Orange City Square, a four-building office and stores complex off the Garden Grove (22) Freeway, has traded hands for an estimated $130 million.
San Juan Capistrano investor and developer Birtcher Anderson Realty LLC bought the complex with General Electric Co.’s GE Asset Management.
Springfield, Mass.-based Massachusetts Mutual Life Insurance Co. sold the building. Sources peg the sale at about $335 per square foot.
The buildings are on a 14-acre site that runs along The City Drive South, just south of The Block at Orange. They include three mid-rise office buildings totaling 373,619 square feet. A fourth building counts 12,392 square feet of stores as well as a gym and auto detailing business.
It’s the first deal Birtcher Anderson has made with GE Asset Management, a big buyer of real estate.
It’s also the first local buy for Birtcher Anderson,led by longtime Orange County real estate veterans Arthur Birtcher and Bob Anderson,in nearly three years. The company has been largely looking to buy in San Francisco, Las Vegas and Phoenix in recent years, while selling buildings in Laguna Hills, Costa Mesa and Mission Viejo.
“We’ve been looking and actively chasing some (local) deals,” Chief Executive Anderson said. “But this ended up making sense for us.
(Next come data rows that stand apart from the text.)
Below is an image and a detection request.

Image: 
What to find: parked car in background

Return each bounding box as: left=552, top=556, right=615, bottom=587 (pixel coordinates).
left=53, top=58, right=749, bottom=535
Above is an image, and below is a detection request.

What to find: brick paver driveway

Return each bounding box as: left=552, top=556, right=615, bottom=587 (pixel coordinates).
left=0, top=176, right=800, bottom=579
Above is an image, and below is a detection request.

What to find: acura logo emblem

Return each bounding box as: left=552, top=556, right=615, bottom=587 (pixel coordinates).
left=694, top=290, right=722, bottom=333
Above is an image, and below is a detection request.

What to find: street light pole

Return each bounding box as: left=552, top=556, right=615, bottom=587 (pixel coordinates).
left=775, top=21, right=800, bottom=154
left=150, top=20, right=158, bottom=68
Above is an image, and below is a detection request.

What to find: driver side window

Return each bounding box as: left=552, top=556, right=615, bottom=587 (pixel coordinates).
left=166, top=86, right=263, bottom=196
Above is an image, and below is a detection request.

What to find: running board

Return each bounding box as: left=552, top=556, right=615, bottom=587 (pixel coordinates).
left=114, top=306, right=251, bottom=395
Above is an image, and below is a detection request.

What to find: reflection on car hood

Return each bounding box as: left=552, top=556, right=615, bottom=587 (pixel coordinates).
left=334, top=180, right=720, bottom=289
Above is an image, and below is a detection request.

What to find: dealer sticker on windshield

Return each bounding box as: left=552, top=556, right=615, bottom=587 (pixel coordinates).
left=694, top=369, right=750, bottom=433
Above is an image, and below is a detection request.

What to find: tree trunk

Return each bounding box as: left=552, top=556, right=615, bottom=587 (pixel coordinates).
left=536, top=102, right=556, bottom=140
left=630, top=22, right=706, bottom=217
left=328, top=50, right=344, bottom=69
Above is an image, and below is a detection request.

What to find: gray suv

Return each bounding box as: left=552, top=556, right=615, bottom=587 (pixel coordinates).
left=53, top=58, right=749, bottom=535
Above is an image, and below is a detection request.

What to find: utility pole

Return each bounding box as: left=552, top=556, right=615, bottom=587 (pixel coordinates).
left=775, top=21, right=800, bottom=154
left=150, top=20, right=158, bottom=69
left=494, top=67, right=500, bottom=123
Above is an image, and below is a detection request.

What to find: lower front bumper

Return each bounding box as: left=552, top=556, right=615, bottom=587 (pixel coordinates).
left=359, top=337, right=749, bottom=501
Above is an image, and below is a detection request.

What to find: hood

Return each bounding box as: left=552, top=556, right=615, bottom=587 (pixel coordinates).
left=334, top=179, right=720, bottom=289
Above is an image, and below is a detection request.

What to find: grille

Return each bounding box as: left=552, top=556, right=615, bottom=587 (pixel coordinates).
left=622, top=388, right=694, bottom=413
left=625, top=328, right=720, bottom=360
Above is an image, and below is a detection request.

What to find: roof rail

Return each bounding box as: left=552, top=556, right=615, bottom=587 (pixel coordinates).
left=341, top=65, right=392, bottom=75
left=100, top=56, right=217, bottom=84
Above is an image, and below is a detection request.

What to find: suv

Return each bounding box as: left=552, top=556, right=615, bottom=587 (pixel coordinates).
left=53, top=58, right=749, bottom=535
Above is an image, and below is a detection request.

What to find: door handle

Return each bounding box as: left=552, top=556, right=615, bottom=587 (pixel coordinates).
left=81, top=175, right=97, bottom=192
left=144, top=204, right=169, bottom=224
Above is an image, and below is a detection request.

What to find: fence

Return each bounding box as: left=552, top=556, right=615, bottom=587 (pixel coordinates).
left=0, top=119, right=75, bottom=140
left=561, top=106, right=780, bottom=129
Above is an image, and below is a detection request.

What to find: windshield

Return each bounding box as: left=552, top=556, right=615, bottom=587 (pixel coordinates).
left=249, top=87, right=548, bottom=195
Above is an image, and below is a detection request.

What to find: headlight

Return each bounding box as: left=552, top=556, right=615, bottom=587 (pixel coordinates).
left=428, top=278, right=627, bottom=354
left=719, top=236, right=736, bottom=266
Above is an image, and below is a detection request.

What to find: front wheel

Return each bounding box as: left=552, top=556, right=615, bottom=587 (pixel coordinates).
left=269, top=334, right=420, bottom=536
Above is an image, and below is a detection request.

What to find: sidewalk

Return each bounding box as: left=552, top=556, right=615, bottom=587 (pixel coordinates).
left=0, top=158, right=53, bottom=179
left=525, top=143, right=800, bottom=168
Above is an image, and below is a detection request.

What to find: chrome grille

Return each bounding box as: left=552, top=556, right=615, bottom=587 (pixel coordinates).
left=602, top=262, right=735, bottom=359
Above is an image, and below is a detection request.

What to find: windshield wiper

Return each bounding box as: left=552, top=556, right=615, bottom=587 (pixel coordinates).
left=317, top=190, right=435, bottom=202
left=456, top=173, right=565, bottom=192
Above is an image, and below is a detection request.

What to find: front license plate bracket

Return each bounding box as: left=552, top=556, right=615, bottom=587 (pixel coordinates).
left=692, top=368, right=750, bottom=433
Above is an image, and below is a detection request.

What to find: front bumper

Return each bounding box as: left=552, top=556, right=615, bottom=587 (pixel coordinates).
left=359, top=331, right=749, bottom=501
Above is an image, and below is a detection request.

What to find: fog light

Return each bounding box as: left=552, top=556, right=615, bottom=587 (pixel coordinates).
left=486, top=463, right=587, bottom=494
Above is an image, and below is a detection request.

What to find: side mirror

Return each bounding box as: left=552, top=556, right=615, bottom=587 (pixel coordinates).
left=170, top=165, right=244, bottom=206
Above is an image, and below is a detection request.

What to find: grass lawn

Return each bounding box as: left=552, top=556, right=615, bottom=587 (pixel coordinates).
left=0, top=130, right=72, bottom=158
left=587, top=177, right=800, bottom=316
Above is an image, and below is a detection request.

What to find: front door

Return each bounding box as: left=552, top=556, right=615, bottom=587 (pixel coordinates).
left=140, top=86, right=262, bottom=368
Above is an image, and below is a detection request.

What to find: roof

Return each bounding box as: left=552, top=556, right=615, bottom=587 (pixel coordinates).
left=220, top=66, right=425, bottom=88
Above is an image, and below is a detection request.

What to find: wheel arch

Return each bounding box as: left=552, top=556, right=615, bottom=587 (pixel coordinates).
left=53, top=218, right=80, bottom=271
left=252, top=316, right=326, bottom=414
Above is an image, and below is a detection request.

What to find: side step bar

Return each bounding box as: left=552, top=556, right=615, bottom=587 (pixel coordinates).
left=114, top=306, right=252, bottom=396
We see a lot of upside for the property.”
Birtcher Anderson expects to own the Orange City Square for some time, he said.
The largest of the three office buildings, at 770 The City Drive, formerly was home to subprime lender Acoustic Home Loans. The company leased about 67,000 square feet of space at the building before it went out of business in mid-2006.
Much of the former Acoustic space since has been leased by the complex’s remaining tenants, including a Walt Disney Co. unit, JP Morgan Chase & Co., Zenith Insurance Co. and J.D. Power and Associates.
Orange City Square is 86% full, Anderson said. Rents are about 30% below market rates, and about of a third of the leases are up in the next three years, he said.
Asking monthly rents at the buildings run about $2.85 per square foot, according to CoStar Group Inc.
A pullback by lenders has slowed down the pace of building sales during the past month.
The Orange City Square buy was largely unaffected and wasn’t repriced, Anderson said. Other deals have been repriced due to changing loan terms and market fluctuations.
The company used debt for about 65% of the buy, Anderson said.
Anderson called that “conservatively leveraged,” and said it made for an easier transaction.
Birtcher Anderson, like all investors these days, is keeping a close eye on the market. Its strategy now is to hold on to a few buildings it had been looking to sell a few months ago.
“We’re not going to sell now; we’re going to wait,” Anderson said. “There’s a definite sorting-out going on.”